Yazımızın konusu olan Outlast da survival horror türünde ve bilimkurgu temalı bir oyun. Red Barrels tarafından geliştirilip yayımlandı. Oyunda, serbest çalışan gazeteci Miles Upshur‘ın, haberleştirmek amacıyla el kamerasını alıp tek başına Lake County, Colorado dağlarının derinliklerindeki “Mount Massive Asylum” adlı akıl hastanesine girmesinden sonra yaşadığı olayları deneyimliyoruz. Oyun, 4 Eylül 2013’te Microsoft Windows, 4 Şubat 2014’te PlayStation 4, 19 Haziran 2014’te Xbox One platformları için piyasaya sürüldü. Daha sonra 31 Mart 2015’te Linux ve OS X için de yayımlandı. Atmosferi, korku unsurları ve oynanışıyla övüldü ve genel olarak olumlu eleştiriler aldı. Ekim 2016 itibarıyla dört milyon kopya sattı ve tüm seri toplamda on beş milyonun üzerinde bir satış başarısına ulaştı. Oyunun devamı olan Outlast 2, 25 Nisan 2017’de yayımlandı ve üçüncü bir video oyunu olan The Outlast Trials ise 2023’te erken erişime açıldı.

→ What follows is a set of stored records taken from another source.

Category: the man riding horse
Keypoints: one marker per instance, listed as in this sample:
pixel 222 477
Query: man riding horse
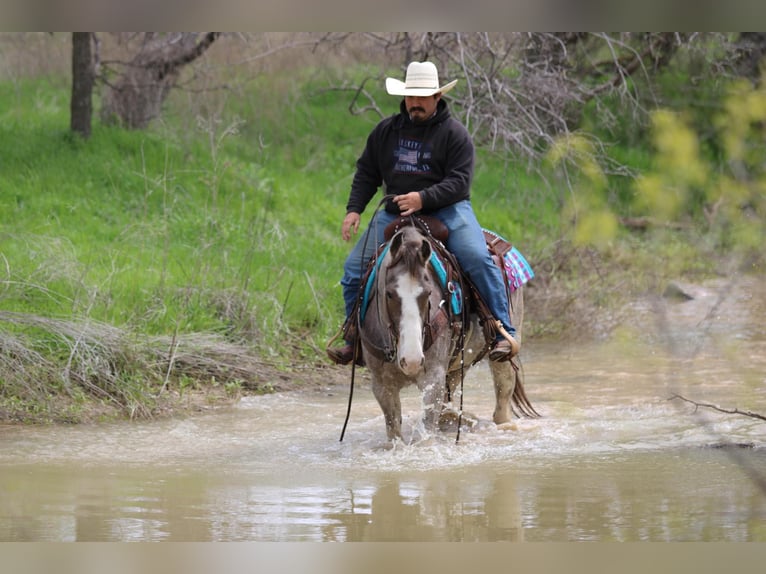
pixel 424 157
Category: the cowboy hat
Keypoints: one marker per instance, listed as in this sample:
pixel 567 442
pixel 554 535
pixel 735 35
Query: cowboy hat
pixel 422 80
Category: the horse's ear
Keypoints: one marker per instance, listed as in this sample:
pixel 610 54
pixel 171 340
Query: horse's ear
pixel 396 243
pixel 425 251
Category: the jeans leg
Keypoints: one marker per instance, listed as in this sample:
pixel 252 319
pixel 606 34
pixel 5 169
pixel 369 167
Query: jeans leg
pixel 356 262
pixel 466 242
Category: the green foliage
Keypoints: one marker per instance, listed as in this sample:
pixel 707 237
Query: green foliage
pixel 225 217
pixel 722 192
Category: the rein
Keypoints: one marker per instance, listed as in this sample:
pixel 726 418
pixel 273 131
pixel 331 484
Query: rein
pixel 453 301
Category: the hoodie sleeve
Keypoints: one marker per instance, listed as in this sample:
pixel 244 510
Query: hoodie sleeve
pixel 368 177
pixel 457 168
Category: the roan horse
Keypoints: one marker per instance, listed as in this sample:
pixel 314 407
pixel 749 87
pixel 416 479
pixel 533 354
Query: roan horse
pixel 413 331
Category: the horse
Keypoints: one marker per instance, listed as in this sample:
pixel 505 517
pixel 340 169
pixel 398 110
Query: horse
pixel 417 329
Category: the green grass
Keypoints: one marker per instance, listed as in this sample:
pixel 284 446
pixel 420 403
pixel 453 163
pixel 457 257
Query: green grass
pixel 226 226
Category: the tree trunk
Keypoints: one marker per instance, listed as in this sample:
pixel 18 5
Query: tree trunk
pixel 136 98
pixel 81 106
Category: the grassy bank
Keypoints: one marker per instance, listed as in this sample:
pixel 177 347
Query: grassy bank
pixel 137 267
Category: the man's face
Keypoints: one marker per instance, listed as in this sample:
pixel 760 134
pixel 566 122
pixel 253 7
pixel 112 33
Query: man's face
pixel 421 108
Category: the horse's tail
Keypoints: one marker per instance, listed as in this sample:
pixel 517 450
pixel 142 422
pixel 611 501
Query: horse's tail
pixel 519 397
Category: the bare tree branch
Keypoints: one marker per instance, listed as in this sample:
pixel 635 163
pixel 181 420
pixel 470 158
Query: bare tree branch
pixel 734 411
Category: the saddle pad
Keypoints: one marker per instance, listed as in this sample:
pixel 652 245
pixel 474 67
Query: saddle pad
pixel 517 269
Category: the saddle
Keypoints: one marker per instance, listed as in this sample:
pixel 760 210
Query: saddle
pixel 453 281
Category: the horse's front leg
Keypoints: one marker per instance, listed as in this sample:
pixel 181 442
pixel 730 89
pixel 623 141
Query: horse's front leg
pixel 434 390
pixel 504 378
pixel 387 394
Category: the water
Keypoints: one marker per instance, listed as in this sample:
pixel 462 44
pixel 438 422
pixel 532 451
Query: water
pixel 612 458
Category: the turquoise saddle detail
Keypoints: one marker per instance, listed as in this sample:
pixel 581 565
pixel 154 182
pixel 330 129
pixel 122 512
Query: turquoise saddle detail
pixel 453 288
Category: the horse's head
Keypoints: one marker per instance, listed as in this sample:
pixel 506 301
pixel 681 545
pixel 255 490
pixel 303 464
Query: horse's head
pixel 408 287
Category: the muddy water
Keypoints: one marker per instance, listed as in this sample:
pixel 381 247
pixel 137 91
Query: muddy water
pixel 612 459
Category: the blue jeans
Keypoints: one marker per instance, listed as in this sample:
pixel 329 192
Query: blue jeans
pixel 466 242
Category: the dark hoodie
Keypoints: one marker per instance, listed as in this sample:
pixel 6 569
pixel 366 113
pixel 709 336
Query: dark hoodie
pixel 434 157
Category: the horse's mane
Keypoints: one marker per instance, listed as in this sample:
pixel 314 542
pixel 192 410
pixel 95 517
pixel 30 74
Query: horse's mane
pixel 408 252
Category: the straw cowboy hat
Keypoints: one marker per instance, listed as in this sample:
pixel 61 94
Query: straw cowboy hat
pixel 422 80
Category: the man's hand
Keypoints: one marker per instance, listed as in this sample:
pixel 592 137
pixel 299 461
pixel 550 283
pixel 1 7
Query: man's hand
pixel 350 225
pixel 409 203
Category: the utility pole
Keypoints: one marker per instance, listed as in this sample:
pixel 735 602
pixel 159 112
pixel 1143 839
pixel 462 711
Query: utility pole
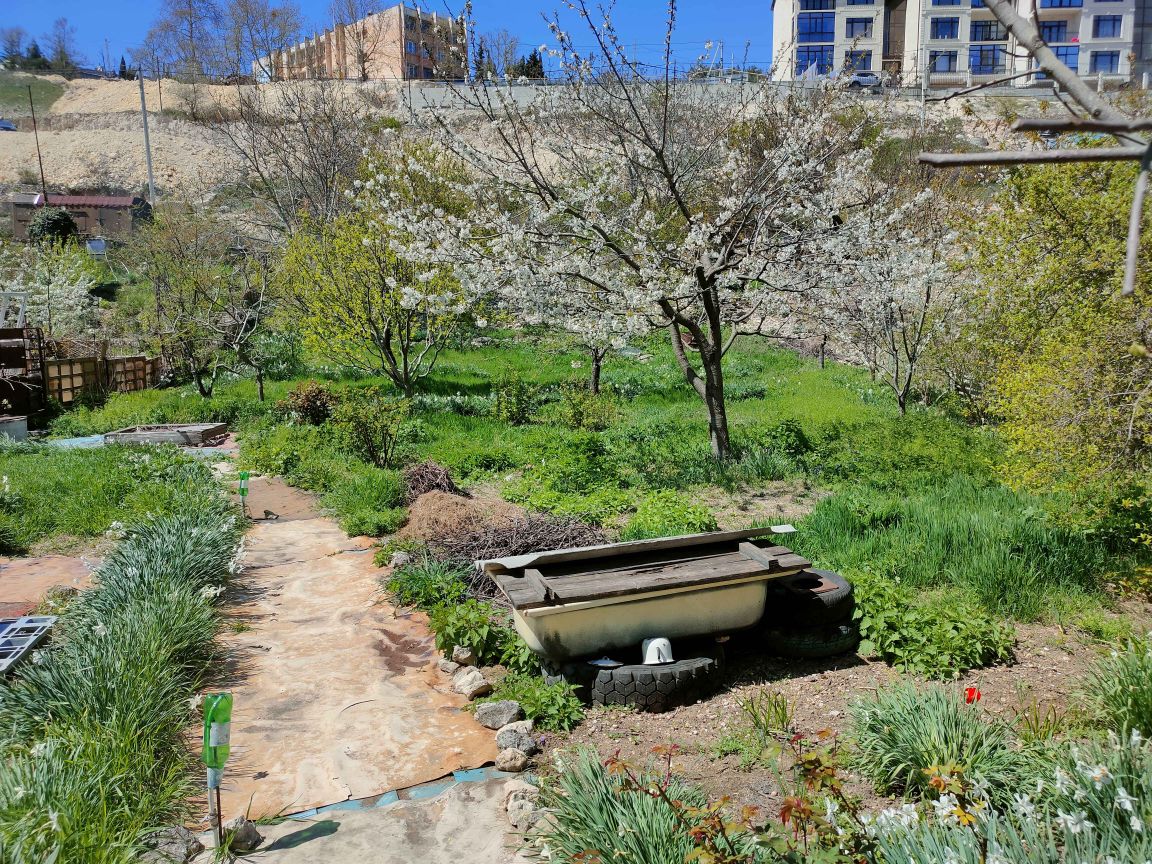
pixel 36 135
pixel 148 144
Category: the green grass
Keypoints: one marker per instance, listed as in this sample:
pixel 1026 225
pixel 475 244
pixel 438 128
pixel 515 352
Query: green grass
pixel 991 545
pixel 14 93
pixel 92 732
pixel 81 492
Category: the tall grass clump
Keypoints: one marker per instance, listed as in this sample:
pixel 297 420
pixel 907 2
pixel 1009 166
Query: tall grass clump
pixel 902 733
pixel 593 815
pixel 92 730
pixel 1120 688
pixel 995 545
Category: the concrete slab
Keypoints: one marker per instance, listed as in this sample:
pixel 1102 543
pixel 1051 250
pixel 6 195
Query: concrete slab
pixel 464 824
pixel 23 581
pixel 336 694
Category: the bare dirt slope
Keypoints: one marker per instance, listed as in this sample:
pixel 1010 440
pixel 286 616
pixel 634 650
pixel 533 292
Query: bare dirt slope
pixel 336 692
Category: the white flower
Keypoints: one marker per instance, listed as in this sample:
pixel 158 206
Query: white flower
pixel 1123 800
pixel 1074 823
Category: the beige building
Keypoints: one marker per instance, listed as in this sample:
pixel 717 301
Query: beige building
pixel 398 43
pixel 953 42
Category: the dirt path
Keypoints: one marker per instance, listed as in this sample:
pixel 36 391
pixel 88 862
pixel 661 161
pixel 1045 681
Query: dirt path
pixel 336 694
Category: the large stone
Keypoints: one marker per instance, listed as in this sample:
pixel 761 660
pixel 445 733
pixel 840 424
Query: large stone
pixel 242 835
pixel 171 846
pixel 470 682
pixel 517 736
pixel 498 714
pixel 463 656
pixel 521 804
pixel 512 760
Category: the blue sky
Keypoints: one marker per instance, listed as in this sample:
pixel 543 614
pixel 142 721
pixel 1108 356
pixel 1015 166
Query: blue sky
pixel 639 22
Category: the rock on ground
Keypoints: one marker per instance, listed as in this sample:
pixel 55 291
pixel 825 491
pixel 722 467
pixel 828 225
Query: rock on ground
pixel 242 834
pixel 171 846
pixel 517 736
pixel 498 714
pixel 512 760
pixel 470 682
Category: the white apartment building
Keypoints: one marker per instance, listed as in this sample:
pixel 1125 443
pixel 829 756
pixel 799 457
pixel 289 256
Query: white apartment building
pixel 954 39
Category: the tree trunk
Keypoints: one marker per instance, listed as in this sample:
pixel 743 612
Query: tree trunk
pixel 593 385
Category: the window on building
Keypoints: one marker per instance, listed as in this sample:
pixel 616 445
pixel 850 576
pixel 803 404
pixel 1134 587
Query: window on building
pixel 986 59
pixel 945 28
pixel 1053 31
pixel 818 54
pixel 1106 61
pixel 816 27
pixel 988 31
pixel 942 60
pixel 1106 27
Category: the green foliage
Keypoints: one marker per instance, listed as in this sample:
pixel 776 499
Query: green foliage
pixel 591 811
pixel 54 492
pixel 902 734
pixel 551 707
pixel 52 225
pixel 1120 688
pixel 92 735
pixel 516 400
pixel 426 583
pixel 310 402
pixel 667 514
pixel 938 637
pixel 369 425
pixel 471 624
pixel 1000 548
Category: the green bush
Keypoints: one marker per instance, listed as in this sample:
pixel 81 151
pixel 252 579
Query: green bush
pixel 1000 548
pixel 515 400
pixel 551 707
pixel 902 733
pixel 667 514
pixel 369 425
pixel 938 638
pixel 1120 688
pixel 426 583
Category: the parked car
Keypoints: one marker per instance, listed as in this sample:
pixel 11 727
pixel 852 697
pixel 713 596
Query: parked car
pixel 861 80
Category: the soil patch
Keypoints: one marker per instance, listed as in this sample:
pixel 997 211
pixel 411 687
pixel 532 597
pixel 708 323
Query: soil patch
pixel 1050 667
pixel 24 581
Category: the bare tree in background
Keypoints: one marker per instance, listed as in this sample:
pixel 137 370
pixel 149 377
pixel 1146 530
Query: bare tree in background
pixel 300 143
pixel 500 50
pixel 61 42
pixel 362 37
pixel 257 31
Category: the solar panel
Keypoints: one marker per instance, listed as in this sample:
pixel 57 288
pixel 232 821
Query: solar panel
pixel 20 635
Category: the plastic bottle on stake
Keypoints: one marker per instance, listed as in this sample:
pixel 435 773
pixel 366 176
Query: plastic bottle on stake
pixel 217 734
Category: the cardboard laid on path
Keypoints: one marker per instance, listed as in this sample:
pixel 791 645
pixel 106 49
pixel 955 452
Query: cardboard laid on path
pixel 24 581
pixel 336 694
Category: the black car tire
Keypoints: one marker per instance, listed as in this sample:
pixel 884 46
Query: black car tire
pixel 812 642
pixel 657 688
pixel 790 605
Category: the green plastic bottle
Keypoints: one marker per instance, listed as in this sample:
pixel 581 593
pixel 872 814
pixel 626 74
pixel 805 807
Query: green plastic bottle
pixel 217 734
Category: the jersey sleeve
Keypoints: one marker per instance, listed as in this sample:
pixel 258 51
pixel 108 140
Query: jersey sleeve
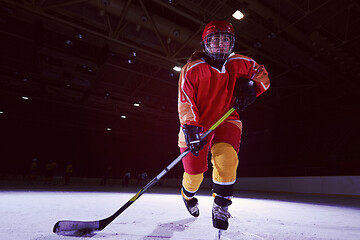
pixel 188 82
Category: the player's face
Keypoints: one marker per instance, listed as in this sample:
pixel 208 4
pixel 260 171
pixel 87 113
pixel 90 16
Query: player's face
pixel 220 43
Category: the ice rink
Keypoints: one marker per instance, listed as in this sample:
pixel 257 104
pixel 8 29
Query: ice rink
pixel 29 213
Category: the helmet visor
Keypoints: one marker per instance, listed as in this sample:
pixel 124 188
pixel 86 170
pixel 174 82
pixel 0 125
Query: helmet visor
pixel 219 45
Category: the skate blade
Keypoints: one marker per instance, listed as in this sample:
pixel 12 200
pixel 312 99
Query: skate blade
pixel 219 235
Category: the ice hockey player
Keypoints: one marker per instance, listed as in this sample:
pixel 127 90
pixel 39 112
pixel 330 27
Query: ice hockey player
pixel 214 80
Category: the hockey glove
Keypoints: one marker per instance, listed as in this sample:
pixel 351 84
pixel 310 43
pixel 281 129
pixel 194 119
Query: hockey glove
pixel 192 138
pixel 245 93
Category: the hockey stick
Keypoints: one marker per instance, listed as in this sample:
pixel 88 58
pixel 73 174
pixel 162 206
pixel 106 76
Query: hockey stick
pixel 80 228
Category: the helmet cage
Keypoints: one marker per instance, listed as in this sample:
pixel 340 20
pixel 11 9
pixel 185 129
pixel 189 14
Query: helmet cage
pixel 214 44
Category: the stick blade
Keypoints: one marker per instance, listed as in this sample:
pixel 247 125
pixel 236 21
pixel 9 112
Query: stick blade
pixel 76 228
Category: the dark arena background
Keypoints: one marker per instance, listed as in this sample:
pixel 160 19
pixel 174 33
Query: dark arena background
pixel 82 65
pixel 88 116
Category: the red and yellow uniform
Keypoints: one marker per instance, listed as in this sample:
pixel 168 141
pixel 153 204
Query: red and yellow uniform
pixel 205 95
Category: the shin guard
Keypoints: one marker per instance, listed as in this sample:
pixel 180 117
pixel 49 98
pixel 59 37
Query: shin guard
pixel 191 184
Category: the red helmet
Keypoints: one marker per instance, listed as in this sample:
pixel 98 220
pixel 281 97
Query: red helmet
pixel 217 26
pixel 218 40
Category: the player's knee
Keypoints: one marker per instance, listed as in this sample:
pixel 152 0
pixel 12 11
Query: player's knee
pixel 192 182
pixel 225 162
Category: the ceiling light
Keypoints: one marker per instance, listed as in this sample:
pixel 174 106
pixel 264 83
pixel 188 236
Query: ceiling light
pixel 79 36
pixel 238 15
pixel 69 42
pixel 176 68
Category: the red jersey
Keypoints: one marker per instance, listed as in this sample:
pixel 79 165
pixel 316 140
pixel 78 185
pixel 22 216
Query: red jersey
pixel 206 94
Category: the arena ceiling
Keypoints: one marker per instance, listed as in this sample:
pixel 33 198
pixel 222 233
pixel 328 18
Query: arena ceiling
pixel 85 63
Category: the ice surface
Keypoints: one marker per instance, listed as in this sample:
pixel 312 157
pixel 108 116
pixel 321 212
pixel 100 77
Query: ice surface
pixel 31 215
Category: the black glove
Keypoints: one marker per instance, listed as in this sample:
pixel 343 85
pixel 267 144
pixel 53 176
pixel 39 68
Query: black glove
pixel 192 138
pixel 245 93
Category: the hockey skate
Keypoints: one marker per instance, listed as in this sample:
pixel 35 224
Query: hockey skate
pixel 192 206
pixel 220 214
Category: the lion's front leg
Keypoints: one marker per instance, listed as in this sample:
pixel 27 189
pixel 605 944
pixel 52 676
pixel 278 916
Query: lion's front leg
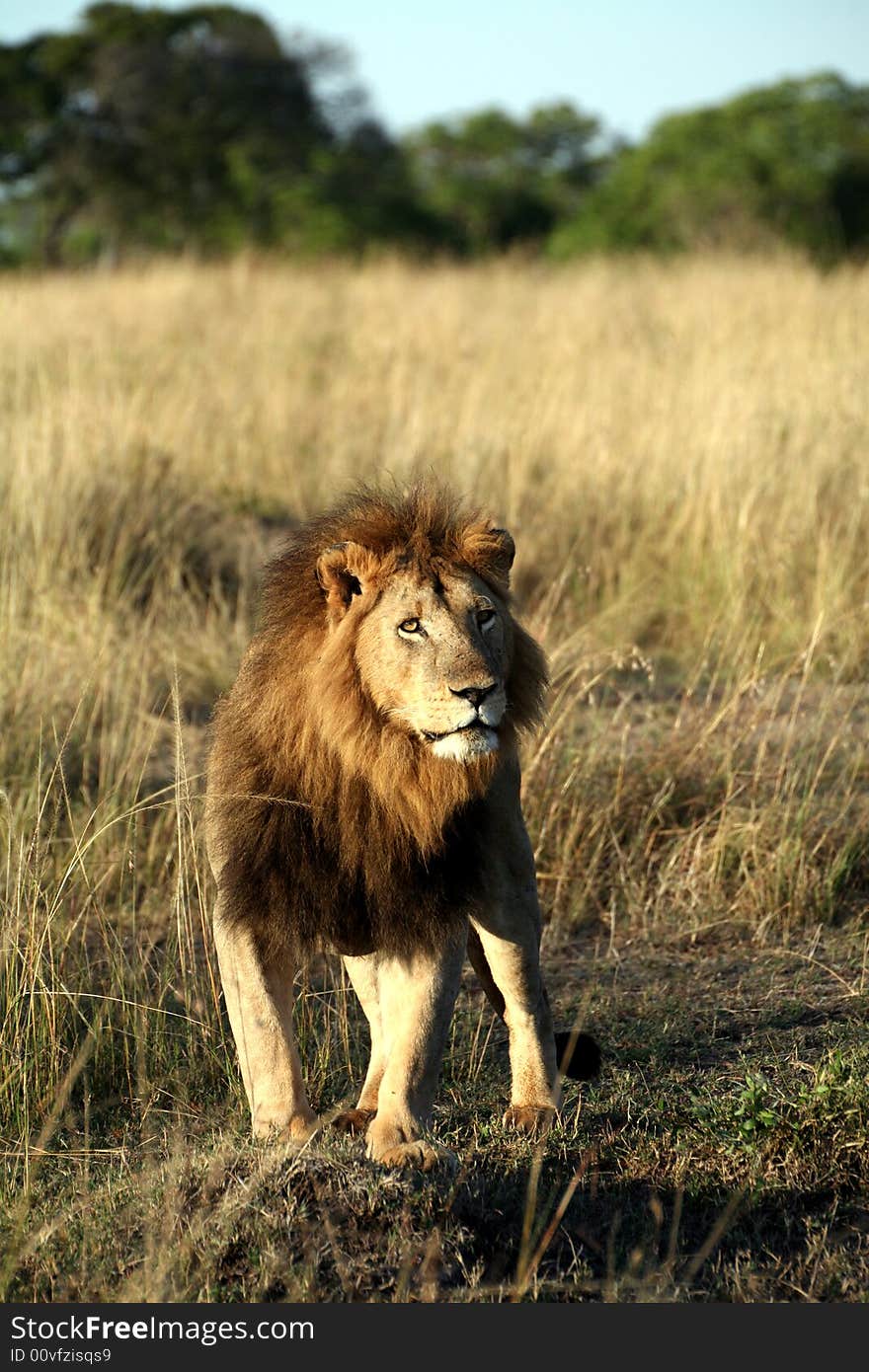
pixel 416 998
pixel 509 936
pixel 364 973
pixel 511 951
pixel 260 1001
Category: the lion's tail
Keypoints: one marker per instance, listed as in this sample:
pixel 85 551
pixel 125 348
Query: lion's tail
pixel 578 1054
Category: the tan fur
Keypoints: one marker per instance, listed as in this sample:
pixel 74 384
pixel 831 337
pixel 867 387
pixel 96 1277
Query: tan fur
pixel 364 798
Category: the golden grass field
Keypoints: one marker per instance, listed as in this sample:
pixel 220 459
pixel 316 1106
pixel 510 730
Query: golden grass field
pixel 681 452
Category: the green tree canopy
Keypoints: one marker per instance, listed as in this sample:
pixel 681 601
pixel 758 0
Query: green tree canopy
pixel 191 126
pixel 495 180
pixel 787 162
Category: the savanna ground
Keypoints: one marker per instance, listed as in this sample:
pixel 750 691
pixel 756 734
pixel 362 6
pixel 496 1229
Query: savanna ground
pixel 681 452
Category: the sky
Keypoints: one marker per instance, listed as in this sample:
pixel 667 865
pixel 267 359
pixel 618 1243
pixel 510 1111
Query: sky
pixel 625 60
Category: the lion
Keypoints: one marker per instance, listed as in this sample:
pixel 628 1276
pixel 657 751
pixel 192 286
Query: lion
pixel 362 799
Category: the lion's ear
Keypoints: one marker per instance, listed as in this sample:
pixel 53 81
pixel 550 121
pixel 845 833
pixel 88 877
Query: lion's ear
pixel 490 552
pixel 344 571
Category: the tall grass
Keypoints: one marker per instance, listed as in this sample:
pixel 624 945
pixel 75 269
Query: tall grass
pixel 681 453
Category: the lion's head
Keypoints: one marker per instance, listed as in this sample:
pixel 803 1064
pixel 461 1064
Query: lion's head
pixel 389 678
pixel 432 640
pixel 373 711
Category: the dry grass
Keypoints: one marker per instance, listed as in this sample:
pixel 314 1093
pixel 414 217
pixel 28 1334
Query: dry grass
pixel 679 452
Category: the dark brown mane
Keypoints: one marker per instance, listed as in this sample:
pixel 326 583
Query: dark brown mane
pixel 319 807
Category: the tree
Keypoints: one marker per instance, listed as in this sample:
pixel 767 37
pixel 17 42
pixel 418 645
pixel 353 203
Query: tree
pixel 787 162
pixel 180 127
pixel 496 182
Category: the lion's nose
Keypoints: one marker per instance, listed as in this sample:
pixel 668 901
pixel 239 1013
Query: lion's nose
pixel 477 695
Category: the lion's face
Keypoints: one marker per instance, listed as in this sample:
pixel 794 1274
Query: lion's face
pixel 432 647
pixel 432 653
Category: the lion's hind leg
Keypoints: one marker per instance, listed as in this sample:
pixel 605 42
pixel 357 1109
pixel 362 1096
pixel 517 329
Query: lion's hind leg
pixel 260 998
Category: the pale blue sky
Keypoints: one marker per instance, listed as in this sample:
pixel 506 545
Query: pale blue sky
pixel 626 60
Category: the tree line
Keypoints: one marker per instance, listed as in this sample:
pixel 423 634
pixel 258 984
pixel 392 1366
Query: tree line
pixel 151 130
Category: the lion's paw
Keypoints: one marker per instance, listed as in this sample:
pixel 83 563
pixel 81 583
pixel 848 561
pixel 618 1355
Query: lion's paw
pixel 298 1128
pixel 353 1121
pixel 415 1154
pixel 533 1119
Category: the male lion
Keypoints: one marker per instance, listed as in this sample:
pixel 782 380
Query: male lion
pixel 364 799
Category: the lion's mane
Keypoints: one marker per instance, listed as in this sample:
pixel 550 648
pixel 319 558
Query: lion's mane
pixel 327 825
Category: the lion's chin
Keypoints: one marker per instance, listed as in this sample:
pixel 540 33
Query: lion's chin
pixel 465 744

Oyuncu, cinayete meyilli hastalar tarafından istila edilen harap bir psikiyatri hastanesinde gezinirken araştırmacı gazeteci Miles Upshur rolünü üstleniyor. Oyun, birinci şahıs bakış açısıyla (FPS) oynanıyor ve düşmanlarla savaşmaktan ziyade onlardan kaçmak ya da gizlenmek üzerine kurulu. Oyuncu hayatta kalmak için dolaplarda saklanmak, düşmanları gizlice geçmek, gölgelerde kalmak ve bir şeylerin arkasına veya altına saklanmak gibi gizli taktiklere güvenmek zorunda. Oyuncunun ekranda görünür bir sağlık çubuğu yok ve düşmanlara saldıramıyor. Kameranın gece görüş modunu kullanmak suretiyle önünü görebilen oyuncu, pillerin zaman içinde yavaş yavaş tükenmesi sonucu akıl hastanesinde bulunan ek pilleri aramaya girişiyor. Düşmanlar görüldüğünde oyuncuyu uyaran geleneksel jump scare’ler ve sesli ipuçları yoğun şekilde kullanılıyor. Bunun dışında oyunu asıl korkutucu kılan verdiği tekinsizlik hissi. Oyuncuya sürekli olarak bir saldırıya uğrama korkusu aşılanıyor.

Outlast, korku oyunları türünde oldukça etkileyici deneyimler sunuyor ve gerilim dolu bir hikâyeye sahip. Oyunda bilimkurgu unsurları da önemli bir rol oynuyor. Mount Massive Asylum, gizli deneylerin yapıldığı bir akıl hastanesi. Bu deneyler hastaların zihinsel sağlığını bozuyor ve onları tehlikeli hâle getiriyor. Oyuncu, hastanenin içinde bu deneylerin izlerini sürerken hastaların maruz kaldığı korkunç koşulları da keşfediyor. Deneyler, oyunun korku ve gerilim unsurlarını daha da artırıyor. Oyun ilerledikçe öğreniyoruz ki aslında bizi korkutan tüm bu hastalar da aslında birer kurban. Oyun, gizli şirketlerin yanı sıra hükümetin de bilimkurgusal deneyler yaptığı bir evrende geçiyor. Oyuncu, bu bilimkurgusal dünyada gerçekleşen olayları araştırırken gizli dosyaları ve kayıtları inceleyerek daha fazla bilgi ediniyor.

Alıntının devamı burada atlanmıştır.